2. The non-transitory computer-readable storage medium according to claim 1, wherein the identifying the first neuron includes correcting a weight on the output side of the first neuron to 0, the identifying the second neuron includes correcting a weight on an input side of the second neuron to 0, wherein the process further comprising deleting a neuron all weights of which on an input side and on an output side are 0 from the neural network.
3. The non-transitory computer-readable storage medium according to claim 2, wherein the process further comprising: identifying the first neuron as the deletion target in a forward search from the input layer toward the output layer in the neural network; and identifying the second neuron as the deletion target in a backward search from the output layer toward the input layer in the neural network.
4. The non-transitory computer-readable storage medium according to claim 2, wherein the identifying the first neuron and the identifying the second neuron includes correcting corresponding elements to 0 in a parameter table in which a weight between connected neurons is stored in an element of a matrix in which one of the connected neurons is assigned to a row and another of the connected neurons is assigned to a column.
5. The non-transitory computer-readable storage medium according to claim 4, wherein the deleting the neuron all the weights of which on the input side and on the output side are 0 includes deleting, in the parameter table, a row and a column that correspond to the weight of the neuron that is the deletion target.
6. The non-transitory computer-readable storage medium according to claim 1, wherein the combining includes adding, to the bias of the third neuron, a value obtained by multiplying the bias of the first neuron by a weight between the first neuron and the third neuron.
7. The non-transitory computer-readable storage medium according to claim 1, wherein the combining includes adding, to the bias of the third neuron, a value obtained by multiplying by a weight between the first neuron and the third neuron a value obtained by applying an activation function of the first neuron to the bias of the first neuron.
8. A model reduction apparatus comprising: one or more memories; and one or more processors coupled to the one or more memories and the one or more processors configured to: identify as deletion targets a first neuron that does not connect to an input layer in a neural network, identifying as deletion targets a second neuron that does not connect to an output layer in a neural network, combining a bias of the first neuron with a bias of a third neuron connected to the first neuron on an output side, and deleting the first neuron and the second neuron from the neural network.

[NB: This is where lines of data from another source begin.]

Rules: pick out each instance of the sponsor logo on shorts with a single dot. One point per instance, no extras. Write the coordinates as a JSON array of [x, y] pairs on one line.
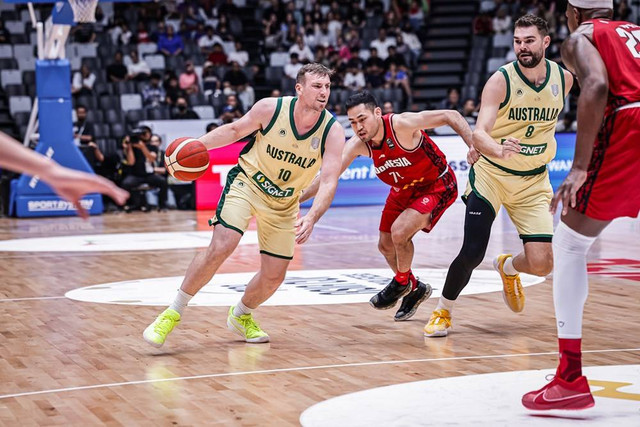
[[268, 187]]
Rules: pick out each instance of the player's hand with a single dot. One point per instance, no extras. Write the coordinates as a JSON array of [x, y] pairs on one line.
[[472, 155], [304, 227], [72, 185], [567, 191], [509, 148]]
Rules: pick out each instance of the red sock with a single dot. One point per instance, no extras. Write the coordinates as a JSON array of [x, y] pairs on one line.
[[403, 278], [570, 366]]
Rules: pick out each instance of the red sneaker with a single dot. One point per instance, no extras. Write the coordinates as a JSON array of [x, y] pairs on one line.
[[560, 394]]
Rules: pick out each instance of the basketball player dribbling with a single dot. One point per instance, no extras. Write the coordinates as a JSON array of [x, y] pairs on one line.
[[290, 138], [515, 135], [603, 181], [422, 186]]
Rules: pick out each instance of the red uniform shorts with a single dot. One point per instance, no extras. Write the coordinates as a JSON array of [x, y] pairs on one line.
[[612, 188], [434, 198]]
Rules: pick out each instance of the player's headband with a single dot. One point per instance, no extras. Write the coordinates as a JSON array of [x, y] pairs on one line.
[[592, 4]]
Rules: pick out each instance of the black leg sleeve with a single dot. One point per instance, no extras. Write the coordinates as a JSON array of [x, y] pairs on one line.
[[477, 229]]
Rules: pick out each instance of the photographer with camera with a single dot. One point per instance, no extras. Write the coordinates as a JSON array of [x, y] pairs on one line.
[[140, 157]]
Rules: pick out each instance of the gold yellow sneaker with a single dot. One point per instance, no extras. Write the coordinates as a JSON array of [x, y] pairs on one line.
[[246, 327], [439, 324], [156, 333], [512, 291]]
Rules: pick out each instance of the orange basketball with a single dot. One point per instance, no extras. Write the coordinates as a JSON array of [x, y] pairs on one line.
[[186, 159]]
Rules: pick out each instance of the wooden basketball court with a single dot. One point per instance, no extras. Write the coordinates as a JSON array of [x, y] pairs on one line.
[[66, 362]]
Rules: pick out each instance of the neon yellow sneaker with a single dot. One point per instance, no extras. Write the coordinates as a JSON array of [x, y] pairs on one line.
[[246, 327], [439, 324], [512, 291], [156, 333]]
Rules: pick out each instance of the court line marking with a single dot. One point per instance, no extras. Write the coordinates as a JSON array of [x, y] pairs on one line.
[[30, 299], [302, 368], [330, 227]]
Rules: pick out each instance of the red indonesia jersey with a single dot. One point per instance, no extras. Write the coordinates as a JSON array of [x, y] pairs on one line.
[[618, 43], [402, 168]]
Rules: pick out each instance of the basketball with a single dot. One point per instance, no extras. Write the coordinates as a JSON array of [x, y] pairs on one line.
[[186, 159]]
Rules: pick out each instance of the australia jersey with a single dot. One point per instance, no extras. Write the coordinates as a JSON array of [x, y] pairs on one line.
[[530, 114], [618, 43], [278, 159], [402, 168]]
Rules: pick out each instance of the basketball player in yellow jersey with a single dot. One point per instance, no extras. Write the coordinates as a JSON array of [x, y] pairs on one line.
[[515, 136], [291, 138]]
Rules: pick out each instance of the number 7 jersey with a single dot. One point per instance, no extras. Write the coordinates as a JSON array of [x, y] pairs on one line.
[[530, 114]]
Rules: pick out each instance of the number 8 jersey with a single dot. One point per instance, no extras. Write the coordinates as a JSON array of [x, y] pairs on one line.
[[530, 114]]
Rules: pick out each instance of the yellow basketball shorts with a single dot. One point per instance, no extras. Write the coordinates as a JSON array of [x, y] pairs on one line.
[[525, 198], [241, 200]]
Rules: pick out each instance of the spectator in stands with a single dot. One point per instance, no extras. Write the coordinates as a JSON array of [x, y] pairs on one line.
[[470, 110], [182, 111], [382, 43], [374, 59], [323, 37], [170, 44], [568, 123], [117, 71], [291, 69], [357, 17], [343, 50], [407, 54], [160, 31], [237, 81], [142, 35], [231, 110], [189, 79], [210, 81], [304, 53], [482, 24], [374, 77], [154, 95], [5, 37], [207, 41], [83, 81], [125, 36], [140, 157], [217, 55], [502, 22], [393, 57], [354, 79], [416, 14], [452, 101], [353, 40], [397, 77], [172, 89], [240, 56], [138, 69]]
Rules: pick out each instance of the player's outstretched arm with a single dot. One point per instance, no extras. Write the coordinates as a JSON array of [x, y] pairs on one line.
[[69, 184], [257, 118], [581, 57], [352, 149], [493, 94], [329, 174]]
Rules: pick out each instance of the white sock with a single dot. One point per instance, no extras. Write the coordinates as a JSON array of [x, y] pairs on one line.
[[447, 304], [241, 309], [508, 267], [570, 283], [181, 301]]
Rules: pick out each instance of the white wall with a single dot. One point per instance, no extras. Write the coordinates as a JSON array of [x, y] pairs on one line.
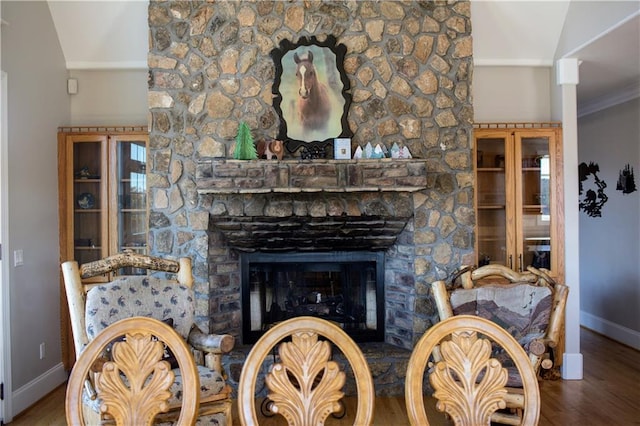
[[37, 105], [586, 20], [610, 245], [110, 98], [511, 94]]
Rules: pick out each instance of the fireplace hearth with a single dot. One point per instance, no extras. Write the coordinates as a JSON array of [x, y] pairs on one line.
[[343, 287]]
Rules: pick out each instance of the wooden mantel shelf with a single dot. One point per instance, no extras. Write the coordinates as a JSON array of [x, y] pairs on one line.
[[226, 176]]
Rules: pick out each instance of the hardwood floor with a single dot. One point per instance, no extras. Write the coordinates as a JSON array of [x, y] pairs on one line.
[[608, 395]]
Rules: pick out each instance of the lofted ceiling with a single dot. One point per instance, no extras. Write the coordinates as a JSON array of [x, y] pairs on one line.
[[114, 35]]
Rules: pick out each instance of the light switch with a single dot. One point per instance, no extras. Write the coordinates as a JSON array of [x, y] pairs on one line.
[[18, 258]]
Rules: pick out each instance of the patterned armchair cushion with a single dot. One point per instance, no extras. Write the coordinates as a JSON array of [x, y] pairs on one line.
[[139, 296], [521, 308]]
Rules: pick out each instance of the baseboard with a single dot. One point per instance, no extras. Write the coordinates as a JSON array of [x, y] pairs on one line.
[[36, 389], [572, 368], [610, 329]]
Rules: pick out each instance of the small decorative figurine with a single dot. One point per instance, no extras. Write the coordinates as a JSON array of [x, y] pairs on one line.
[[270, 149]]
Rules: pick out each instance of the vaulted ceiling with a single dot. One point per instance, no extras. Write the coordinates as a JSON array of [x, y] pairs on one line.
[[114, 35]]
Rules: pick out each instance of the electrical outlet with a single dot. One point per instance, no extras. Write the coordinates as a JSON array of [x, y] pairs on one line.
[[18, 257]]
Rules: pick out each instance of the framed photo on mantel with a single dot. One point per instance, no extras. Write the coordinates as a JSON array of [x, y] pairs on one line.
[[310, 93]]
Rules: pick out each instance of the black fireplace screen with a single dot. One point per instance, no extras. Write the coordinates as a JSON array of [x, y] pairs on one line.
[[343, 287]]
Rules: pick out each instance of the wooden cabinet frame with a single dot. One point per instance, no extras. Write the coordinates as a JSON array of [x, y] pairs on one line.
[[515, 167], [102, 181]]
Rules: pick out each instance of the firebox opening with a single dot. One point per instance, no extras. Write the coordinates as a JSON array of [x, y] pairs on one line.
[[343, 287]]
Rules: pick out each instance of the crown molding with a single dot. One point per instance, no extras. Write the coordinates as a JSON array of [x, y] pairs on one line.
[[117, 65], [609, 100], [488, 62]]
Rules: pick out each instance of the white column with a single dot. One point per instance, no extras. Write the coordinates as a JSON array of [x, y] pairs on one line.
[[567, 77]]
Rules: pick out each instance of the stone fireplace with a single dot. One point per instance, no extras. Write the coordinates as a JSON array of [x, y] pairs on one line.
[[409, 64]]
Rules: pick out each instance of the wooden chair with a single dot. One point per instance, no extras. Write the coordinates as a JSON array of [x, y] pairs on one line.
[[305, 386], [166, 296], [530, 305], [135, 385], [469, 385]]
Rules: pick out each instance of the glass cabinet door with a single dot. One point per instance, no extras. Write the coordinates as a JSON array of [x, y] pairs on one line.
[[534, 199], [129, 226], [88, 197], [492, 180]]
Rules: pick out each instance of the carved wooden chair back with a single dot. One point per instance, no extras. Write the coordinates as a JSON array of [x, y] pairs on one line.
[[305, 386], [134, 386], [469, 385], [531, 305], [169, 297]]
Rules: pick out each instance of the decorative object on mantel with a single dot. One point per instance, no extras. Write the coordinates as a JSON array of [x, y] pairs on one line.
[[313, 152], [245, 148], [270, 149], [342, 148], [380, 151], [311, 96]]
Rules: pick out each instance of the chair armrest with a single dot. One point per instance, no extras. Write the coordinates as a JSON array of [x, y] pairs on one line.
[[211, 343]]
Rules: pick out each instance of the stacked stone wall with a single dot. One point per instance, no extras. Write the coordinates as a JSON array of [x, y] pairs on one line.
[[409, 64]]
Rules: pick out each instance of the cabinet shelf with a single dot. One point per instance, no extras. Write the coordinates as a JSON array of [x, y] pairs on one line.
[[87, 180], [490, 169], [491, 206]]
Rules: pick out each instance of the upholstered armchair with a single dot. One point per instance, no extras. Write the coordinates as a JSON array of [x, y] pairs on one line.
[[166, 296], [529, 305]]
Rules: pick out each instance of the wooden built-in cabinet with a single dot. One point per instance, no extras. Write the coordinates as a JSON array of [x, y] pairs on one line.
[[519, 195], [102, 200]]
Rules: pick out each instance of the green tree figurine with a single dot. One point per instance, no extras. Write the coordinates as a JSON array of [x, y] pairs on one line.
[[245, 148]]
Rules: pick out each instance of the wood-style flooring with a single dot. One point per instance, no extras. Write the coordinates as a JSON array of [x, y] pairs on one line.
[[608, 395]]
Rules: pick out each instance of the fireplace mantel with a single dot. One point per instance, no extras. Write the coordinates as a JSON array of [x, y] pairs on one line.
[[295, 176], [319, 205]]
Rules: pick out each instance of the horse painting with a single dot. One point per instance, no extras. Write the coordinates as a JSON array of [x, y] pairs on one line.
[[314, 105]]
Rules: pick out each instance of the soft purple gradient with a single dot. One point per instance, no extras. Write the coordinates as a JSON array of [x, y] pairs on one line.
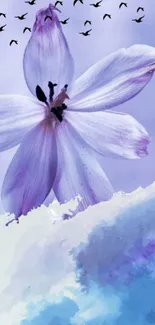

9. The model reduction apparatus according to claim 8, wherein the one or more processors are further configured to: correct a weight on the output side of the first neuron to 0, correct a weight on an input side of the second neuron to 0, and delete a neuron all weights of which on an input side and on an output side are 0 from the neural network.
10. The model reduction apparatus according to claim 9, wherein the one or more processors are further configured to: identify the first neuron as the deletion target in a forward search from the input layer toward the output layer in the neural network, and identify the second neuron as the deletion target in a backward search from the output layer toward the input layer in the neural network.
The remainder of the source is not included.